Just thoughts at 4am
what breaks my heart:
the unending cruelty of both those you know and those you don't ..friends,family,random stories on the news,
what will kill me:
my inability to pretend it doesnt get to me
and my inability to inflict the same
the way i cant play the game
i do not know the rules
what confuses me:
why some people cant stand to see other people happy and can't let others live their lives they way they want
what angers me:
why people STILL judge on race,ethnic origin,anyother stereotype ,why people judge first,never bother to know the other person
what terrifies me at 4am:
that I almost suspect I am the only human being on this planet right now,that empathy is simply an archaic word no longer in use or practice.

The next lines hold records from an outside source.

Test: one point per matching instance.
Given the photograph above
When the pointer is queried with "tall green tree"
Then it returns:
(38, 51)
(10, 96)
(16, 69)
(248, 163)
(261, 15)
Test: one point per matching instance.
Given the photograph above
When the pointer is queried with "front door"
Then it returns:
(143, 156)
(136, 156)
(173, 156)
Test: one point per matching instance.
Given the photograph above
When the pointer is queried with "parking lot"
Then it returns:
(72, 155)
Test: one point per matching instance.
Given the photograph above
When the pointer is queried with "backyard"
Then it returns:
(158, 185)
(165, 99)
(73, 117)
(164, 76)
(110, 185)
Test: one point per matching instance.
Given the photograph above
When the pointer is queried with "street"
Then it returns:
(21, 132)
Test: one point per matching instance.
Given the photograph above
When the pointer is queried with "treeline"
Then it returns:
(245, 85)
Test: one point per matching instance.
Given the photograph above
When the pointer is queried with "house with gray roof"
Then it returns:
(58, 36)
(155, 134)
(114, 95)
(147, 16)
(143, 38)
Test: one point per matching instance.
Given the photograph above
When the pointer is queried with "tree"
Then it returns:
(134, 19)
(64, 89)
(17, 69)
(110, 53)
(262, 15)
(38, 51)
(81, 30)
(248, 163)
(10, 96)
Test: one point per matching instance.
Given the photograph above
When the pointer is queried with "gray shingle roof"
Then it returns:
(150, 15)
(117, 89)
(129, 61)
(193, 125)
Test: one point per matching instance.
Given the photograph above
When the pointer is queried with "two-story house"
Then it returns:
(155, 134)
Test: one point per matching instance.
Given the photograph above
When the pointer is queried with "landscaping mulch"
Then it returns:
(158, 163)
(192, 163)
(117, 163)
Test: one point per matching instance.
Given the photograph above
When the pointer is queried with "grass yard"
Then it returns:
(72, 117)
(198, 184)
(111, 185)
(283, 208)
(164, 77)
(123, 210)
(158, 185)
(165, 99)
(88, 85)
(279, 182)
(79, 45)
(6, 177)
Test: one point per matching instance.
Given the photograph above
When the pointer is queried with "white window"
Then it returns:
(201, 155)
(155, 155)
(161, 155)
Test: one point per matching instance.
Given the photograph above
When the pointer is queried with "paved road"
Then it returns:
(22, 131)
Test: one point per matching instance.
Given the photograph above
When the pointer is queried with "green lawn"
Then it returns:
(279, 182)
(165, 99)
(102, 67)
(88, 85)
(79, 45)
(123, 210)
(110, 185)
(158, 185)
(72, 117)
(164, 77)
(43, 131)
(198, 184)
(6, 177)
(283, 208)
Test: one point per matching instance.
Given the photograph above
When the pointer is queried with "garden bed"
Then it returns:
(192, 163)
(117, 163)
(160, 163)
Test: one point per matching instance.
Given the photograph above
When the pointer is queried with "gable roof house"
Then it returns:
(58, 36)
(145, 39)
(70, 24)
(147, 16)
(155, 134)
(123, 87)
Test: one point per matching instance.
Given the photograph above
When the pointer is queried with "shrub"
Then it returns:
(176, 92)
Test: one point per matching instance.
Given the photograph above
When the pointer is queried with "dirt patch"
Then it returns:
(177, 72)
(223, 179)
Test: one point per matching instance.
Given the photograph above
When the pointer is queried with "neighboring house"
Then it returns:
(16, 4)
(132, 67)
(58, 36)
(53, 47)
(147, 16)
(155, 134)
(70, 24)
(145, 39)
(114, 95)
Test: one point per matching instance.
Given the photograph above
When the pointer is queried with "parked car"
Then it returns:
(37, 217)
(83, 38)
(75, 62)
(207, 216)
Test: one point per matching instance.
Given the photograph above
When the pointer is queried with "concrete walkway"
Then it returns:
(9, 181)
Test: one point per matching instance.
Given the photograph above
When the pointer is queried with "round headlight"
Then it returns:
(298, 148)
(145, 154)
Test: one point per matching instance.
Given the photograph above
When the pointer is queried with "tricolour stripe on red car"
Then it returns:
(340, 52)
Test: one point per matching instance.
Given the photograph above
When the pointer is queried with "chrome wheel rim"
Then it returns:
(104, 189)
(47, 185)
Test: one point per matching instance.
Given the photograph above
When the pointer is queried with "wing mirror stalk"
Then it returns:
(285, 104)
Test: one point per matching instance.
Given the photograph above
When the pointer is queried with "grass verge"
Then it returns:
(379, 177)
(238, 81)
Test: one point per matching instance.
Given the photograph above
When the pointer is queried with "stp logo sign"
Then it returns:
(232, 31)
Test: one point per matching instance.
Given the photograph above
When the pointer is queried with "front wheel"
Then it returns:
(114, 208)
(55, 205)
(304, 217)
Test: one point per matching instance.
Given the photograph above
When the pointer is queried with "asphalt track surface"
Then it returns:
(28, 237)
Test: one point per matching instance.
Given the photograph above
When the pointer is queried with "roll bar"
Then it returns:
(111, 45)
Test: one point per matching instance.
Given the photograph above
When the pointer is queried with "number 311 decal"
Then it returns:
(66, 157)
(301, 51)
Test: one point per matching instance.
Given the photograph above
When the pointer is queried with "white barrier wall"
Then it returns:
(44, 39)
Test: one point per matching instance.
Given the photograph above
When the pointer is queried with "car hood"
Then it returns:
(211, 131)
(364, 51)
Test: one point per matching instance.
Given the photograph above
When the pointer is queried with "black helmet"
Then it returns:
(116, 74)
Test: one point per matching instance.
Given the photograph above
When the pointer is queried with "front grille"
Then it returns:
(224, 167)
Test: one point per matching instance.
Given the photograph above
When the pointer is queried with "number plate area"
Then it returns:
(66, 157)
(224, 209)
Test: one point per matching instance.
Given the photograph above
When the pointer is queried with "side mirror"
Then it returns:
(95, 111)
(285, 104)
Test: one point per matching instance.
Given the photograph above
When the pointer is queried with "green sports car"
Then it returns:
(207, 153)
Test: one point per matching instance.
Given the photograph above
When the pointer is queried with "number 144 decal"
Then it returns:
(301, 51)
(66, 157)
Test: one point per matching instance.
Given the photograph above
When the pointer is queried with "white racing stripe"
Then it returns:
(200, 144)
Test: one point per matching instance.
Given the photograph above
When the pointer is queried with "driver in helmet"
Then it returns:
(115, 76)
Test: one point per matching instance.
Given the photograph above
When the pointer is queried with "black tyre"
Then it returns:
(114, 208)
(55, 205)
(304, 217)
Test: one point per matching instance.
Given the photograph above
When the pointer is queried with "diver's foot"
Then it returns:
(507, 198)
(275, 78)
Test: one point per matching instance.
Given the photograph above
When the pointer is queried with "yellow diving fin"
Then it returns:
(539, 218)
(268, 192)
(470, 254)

And that I realize at 26 I must certainly be growning older because loneliness crept in my open window last night and feels like its here to stay, not to be relieved easily,not to disappear even with "Friends"of dubious loyalty,or a man in my bed or even family around me.
Wake up the next day and that terrible only-human-in-the-world feelings subsided but that loneliness
still sits in the heavy ,a stone in the bottom of my heart.
not a story or a poem,just those 4am thoughts (whining and feelin sorry for myself..an emotion i rarely allow)that come to you after a night of disappointment amd much-needed,yet depressing,clarity.